Uncharted 4: A Thief’s End

  • Resolution: 1440p
  • Additional Features: Supersampling at 1080p
  • HDR:

The epic title signed by Naughty Dog represented the best possible technical testing ground for the hardware of the PlayStation 4 and it is therefore legitimate to think that it is ready to put pressure on the Pro too. In reality it is more of a refinement than of a real upgrade to the overall visual quality, also because the performance remains absolutely in line with that recorded on PS4, with rare drops below 30 fps and the main improvement that goes through the resolution.

When we saw the title run at PlayStation Meeting we noticed some minor performance failures, but this final patch seems to have opted for 1440p, producing a result that appears soft on 4K screens, albeit the excellent temporal anti-aliasing of the title does everything but eliminate the sharp edge of images, which is typically seen in standard upscaling. HDR is supported on both base and Pro hardware offering greater detail and improved contrast, although a good deal of perception depends on the type of screen you are using.

In summary, the PlayStation 4 Pro is a strange piece of hardware. At its best, with titles such as Ratchet and Clank, FIFA 17, Infinite Warfare and Rise of the Tomb Raider, it is a machine capable of delivering a satisfying 4K gaming experience. At the same time it is interesting to note the number of titles that are arriving with 1440p frame buffers.

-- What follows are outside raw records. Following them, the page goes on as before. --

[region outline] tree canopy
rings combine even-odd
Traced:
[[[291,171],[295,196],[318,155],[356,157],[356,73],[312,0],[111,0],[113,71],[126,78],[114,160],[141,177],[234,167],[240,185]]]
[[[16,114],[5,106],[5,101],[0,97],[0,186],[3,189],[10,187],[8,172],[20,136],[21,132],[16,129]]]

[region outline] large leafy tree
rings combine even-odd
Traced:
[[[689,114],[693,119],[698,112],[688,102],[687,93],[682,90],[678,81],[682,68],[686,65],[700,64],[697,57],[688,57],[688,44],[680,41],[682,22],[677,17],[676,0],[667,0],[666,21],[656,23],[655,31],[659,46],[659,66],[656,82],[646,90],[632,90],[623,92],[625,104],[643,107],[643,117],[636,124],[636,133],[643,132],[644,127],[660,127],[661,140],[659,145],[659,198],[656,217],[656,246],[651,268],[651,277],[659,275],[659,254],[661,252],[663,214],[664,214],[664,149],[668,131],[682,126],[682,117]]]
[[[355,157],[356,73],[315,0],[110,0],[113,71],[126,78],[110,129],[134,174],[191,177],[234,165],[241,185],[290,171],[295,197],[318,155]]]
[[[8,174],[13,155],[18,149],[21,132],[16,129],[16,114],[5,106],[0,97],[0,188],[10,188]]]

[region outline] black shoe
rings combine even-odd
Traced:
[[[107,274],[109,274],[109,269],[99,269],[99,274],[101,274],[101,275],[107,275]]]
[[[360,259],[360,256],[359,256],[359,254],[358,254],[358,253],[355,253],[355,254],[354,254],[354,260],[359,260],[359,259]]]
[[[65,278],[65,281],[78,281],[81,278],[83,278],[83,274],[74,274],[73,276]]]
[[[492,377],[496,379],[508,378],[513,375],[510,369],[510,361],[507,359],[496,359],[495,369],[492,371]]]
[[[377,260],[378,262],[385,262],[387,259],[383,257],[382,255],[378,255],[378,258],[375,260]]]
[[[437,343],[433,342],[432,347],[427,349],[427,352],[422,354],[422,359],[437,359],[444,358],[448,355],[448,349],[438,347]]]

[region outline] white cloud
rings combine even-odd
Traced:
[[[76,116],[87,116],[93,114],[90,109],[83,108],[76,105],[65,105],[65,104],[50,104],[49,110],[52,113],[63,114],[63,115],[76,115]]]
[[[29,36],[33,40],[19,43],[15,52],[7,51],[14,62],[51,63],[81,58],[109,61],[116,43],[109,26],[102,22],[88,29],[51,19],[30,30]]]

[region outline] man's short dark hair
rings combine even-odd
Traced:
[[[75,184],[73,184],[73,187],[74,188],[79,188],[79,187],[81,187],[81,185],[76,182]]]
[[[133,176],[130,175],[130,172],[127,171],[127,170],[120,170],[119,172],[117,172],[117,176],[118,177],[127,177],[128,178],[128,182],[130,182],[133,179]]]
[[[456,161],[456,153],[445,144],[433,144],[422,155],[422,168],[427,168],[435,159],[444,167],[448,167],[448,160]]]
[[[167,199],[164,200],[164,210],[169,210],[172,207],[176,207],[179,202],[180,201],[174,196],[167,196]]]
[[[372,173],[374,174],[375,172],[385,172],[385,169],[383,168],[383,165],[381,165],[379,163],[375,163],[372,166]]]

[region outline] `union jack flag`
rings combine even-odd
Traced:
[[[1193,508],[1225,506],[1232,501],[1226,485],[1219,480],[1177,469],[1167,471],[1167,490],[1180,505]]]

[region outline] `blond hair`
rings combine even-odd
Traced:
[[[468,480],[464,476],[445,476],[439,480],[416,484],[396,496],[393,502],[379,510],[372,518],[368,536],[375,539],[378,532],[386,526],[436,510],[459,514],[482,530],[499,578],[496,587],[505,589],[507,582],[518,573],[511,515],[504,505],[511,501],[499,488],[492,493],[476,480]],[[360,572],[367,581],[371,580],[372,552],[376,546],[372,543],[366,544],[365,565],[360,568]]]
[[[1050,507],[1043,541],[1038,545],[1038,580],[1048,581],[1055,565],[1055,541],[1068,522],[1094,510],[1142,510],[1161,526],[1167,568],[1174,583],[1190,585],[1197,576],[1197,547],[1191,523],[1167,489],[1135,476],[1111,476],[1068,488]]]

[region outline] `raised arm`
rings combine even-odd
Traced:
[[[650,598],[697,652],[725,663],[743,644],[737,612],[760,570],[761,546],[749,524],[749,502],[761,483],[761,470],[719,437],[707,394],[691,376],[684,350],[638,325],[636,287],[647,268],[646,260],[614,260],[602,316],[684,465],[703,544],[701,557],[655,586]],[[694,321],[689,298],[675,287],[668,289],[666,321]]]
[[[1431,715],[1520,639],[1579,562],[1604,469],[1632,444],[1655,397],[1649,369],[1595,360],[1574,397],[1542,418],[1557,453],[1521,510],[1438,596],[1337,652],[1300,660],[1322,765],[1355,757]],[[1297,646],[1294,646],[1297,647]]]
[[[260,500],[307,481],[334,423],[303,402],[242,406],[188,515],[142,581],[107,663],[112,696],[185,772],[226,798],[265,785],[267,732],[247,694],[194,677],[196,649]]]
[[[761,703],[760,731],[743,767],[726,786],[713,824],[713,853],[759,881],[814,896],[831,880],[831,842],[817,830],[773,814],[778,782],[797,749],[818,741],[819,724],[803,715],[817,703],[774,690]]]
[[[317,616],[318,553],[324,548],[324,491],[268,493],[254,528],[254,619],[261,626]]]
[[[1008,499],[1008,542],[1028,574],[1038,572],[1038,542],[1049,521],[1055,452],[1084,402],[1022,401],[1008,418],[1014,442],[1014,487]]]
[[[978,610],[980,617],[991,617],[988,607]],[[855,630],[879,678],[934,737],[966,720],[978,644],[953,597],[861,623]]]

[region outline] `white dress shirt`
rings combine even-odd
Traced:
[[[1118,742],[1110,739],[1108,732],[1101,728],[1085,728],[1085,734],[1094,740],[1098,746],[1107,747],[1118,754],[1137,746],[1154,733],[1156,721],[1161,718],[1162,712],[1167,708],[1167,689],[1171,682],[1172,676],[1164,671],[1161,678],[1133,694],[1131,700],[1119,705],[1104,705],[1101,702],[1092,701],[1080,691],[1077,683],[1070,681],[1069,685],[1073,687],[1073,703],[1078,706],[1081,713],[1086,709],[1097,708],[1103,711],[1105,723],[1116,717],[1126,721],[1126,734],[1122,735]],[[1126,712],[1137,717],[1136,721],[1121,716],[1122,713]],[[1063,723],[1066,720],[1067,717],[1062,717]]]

When we assembled a PC with a GPU running at the graphics spec of a PS4 Pro, this seemed like the natural resolution for the hardware, but we didn’t expect to see so many titles with that exact pixel count.

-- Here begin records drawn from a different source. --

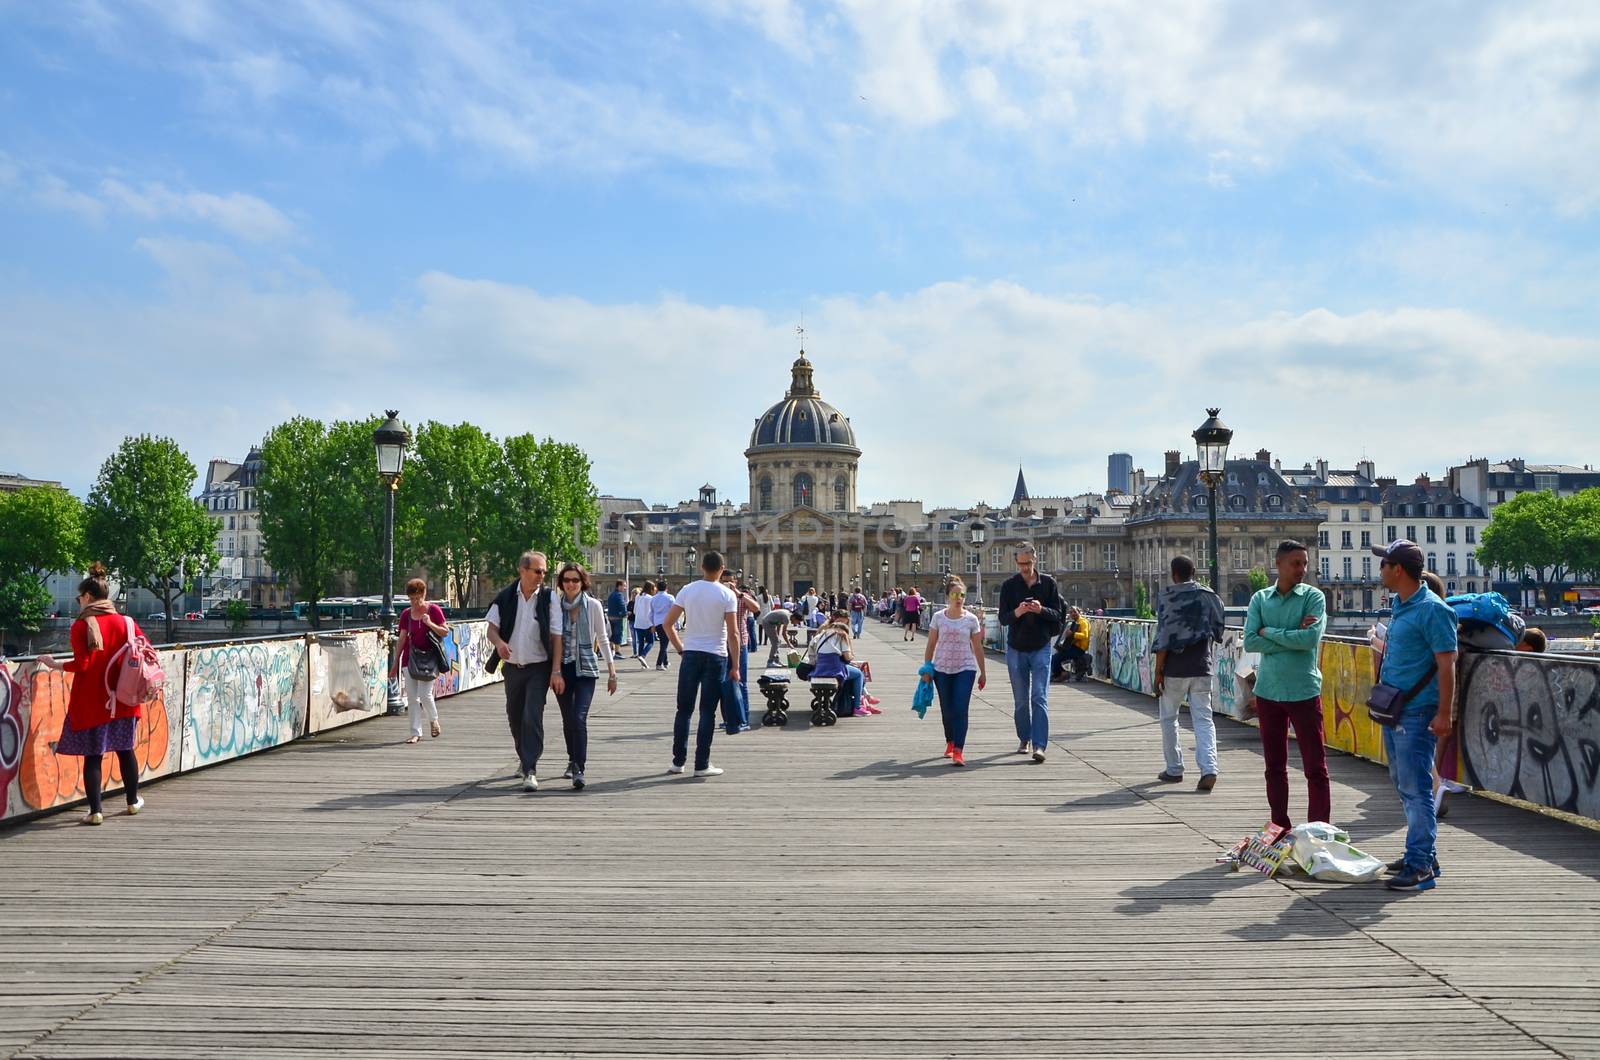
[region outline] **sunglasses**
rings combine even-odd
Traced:
[[[574,575],[571,575],[570,577],[562,578],[561,579],[561,584],[562,585],[582,585],[583,584],[583,579],[574,574]]]

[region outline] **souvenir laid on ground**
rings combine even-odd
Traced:
[[[1235,843],[1217,864],[1234,872],[1253,869],[1263,876],[1276,876],[1285,868],[1294,871],[1293,850],[1293,836],[1281,825],[1269,824]]]
[[[1348,833],[1324,821],[1295,825],[1288,839],[1295,864],[1312,879],[1366,883],[1383,871],[1383,862],[1351,846]]]

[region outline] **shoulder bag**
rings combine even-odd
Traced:
[[[1405,692],[1393,685],[1382,682],[1372,686],[1372,694],[1367,696],[1367,717],[1386,728],[1393,728],[1400,724],[1400,715],[1405,712],[1406,704],[1411,702],[1413,696],[1428,687],[1428,682],[1433,680],[1433,675],[1439,672],[1439,664],[1434,662],[1428,667],[1428,672],[1422,675],[1422,680],[1412,685]]]

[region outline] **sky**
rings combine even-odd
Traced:
[[[1600,463],[1600,5],[0,0],[0,470],[294,415],[746,499]]]

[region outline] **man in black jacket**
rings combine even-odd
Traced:
[[[1000,586],[1000,624],[1006,627],[1006,670],[1011,674],[1017,754],[1043,762],[1050,746],[1050,642],[1061,630],[1061,593],[1039,573],[1038,554],[1026,541],[1016,547],[1017,573]]]
[[[517,580],[495,596],[489,607],[489,643],[500,656],[506,679],[506,722],[516,743],[522,790],[538,791],[535,775],[544,753],[546,694],[565,691],[561,667],[561,608],[550,604],[544,584],[550,561],[543,552],[524,552],[517,561]]]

That said, we are in the early life of the new console and the developers are starting to share their techniques and technologies to achieve higher resolution, so we expect to see more extensive and general improvements over the next few months as we roll out. they will feel more comfortable with the new hardware. In the short term, it was heartening to find that many developers have accepted our criticisms of poor performance, processed them, and fixed issues with timely patches. We will keep this guide updated frequently, come back soon to read the news.